“June & July” tells the story of fraternal twins June and July Shauer, lifelong residents of a depressed town with its glory days well in the past. After their mother suddenly dies in a car accident, June decides that she must get out and do something with her life before it’s too late. July, on the other hand, is comfortable where he is and has no idea of June’s longing for something new. Adding to June’s stress is a struggle to deal with her unexplained supernatural physiology, of which only her brother knows. Or so she thinks.

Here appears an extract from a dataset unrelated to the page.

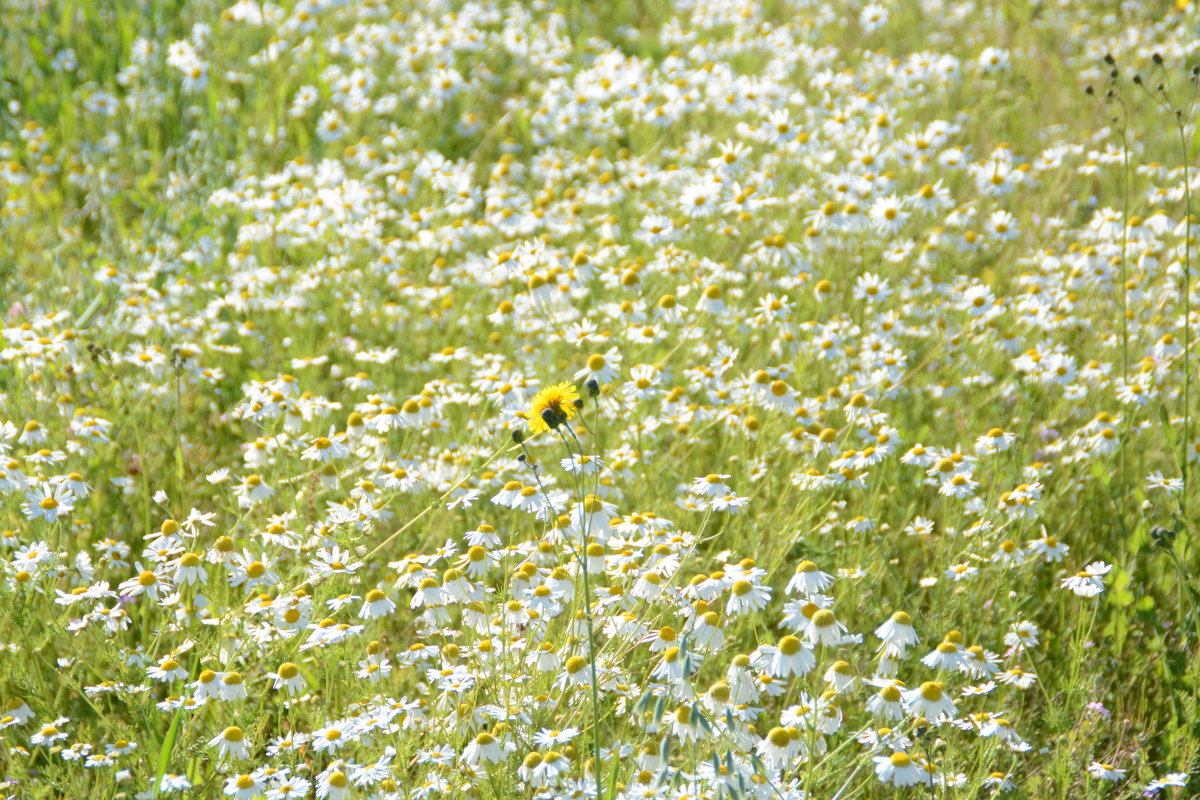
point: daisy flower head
(552, 405)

Her “condition” causes an incident that threatens to keep her chained down to the town she desperately wants to leave. Between court dates, June enlists her brother to help shed some light on their family past. What they discover both comforts and confuses them while casting a greater air of mystery upon the genetic history of the Shauer family.



About The Production


After making two feature films with my pal Calvin Lee Reeder we started making stuff on our own and helping each other out accordingly. I helped produce some award winning shorts he wrote and directed and he acted in my feature film. June & July came to be after I wrote a paranormal mumblecore script and thought my friend Bernadette would make a good lead. Listen, mumblecore was all the rage in the early oughts, don’t come at me. Luckily, Bernadette knew a weird rich guy in Philadelphia who she felt would fund the film and he ended up doing just that to the tune of $150,000 which, in hindsight, was a blessing many years too early since I didn’t really know how make a real film. Sure, we’d made some ramshackle, guerilla things before but nothing with any kind of crew or money to get things done with.

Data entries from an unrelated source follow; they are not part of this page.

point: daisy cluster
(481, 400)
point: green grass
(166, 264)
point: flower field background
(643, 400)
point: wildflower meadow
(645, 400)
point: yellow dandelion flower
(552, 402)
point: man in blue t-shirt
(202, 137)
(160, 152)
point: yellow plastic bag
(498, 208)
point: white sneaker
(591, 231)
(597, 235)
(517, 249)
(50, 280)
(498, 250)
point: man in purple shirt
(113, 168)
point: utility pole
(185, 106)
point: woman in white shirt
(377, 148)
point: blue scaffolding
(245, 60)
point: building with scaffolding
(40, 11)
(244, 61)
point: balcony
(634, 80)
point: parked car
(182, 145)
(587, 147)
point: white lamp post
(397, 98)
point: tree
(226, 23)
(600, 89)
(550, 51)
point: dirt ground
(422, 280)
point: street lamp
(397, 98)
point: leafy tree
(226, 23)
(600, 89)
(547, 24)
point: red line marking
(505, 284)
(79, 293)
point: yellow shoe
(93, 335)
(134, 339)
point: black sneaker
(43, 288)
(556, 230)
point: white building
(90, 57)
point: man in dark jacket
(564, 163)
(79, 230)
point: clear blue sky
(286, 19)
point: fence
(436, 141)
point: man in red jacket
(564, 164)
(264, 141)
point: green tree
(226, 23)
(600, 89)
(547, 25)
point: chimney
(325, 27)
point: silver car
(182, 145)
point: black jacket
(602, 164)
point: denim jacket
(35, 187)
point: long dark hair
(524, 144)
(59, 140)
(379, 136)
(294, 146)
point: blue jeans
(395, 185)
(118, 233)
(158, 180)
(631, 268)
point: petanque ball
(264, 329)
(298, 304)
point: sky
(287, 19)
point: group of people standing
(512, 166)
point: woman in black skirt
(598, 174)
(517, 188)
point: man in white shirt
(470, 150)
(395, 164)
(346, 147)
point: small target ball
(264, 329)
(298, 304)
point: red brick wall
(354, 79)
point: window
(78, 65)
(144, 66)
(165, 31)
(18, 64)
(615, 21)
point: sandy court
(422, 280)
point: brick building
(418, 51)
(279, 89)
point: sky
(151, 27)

Production began in 2005 with a small crew mostly consisting of local yokels I’d worked with before including Megan Griffiths as Assistant Director who went on to become an accomplished writer and director of big time film and TV, Lynn Shelton in an acting role who also went on to great movie success before her untimely death in 2020 and Sean Porter, a now Oscar nominated cinematographer. But we lucked out with an amazing east coast cinematographer, Bruce Cole, who I’d worked with on a short a couple years back and he brought a visual professionalism to the movie that elevated things nicely. We shot this on 35mm film in and around Seattle for a few weeks, renting locations we could, stealing shots when we couldn’t find places on the up and up and generally operating under the idea that it’s better to ask forgiveness than permission. One of the things I bought with the budget was a cargo van and we quickly learned that a cargo van, some hard hats and hi-vis vests will allow you to park anywhere you want and nobody will bat an eye. We even shot one doctor’s office scene in the only place we could find: the medical play room at a sex club.

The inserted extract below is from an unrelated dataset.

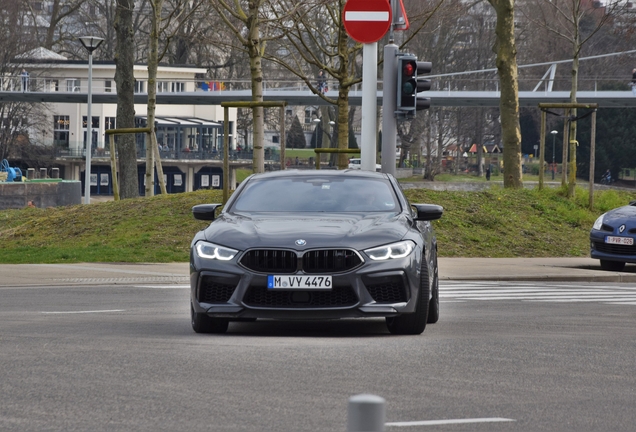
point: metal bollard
(366, 413)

When it was all finished we submitted to a ton of festivals and were rejected by all except Local Sightings, a small Seattle independent fest. We did win the top prize there, so there’s that! After than nothing happened with it so it just sat in the closet forever. Literally. Up until 2022 I had innumerable boxes of negatives clogging up my house.

The end result of it all was an OK movie that could have been a whole lot better if I had the skills I learned later, but that’s how it goes. I still think of what I could have done with $150,000 in 2015 instead of 2005.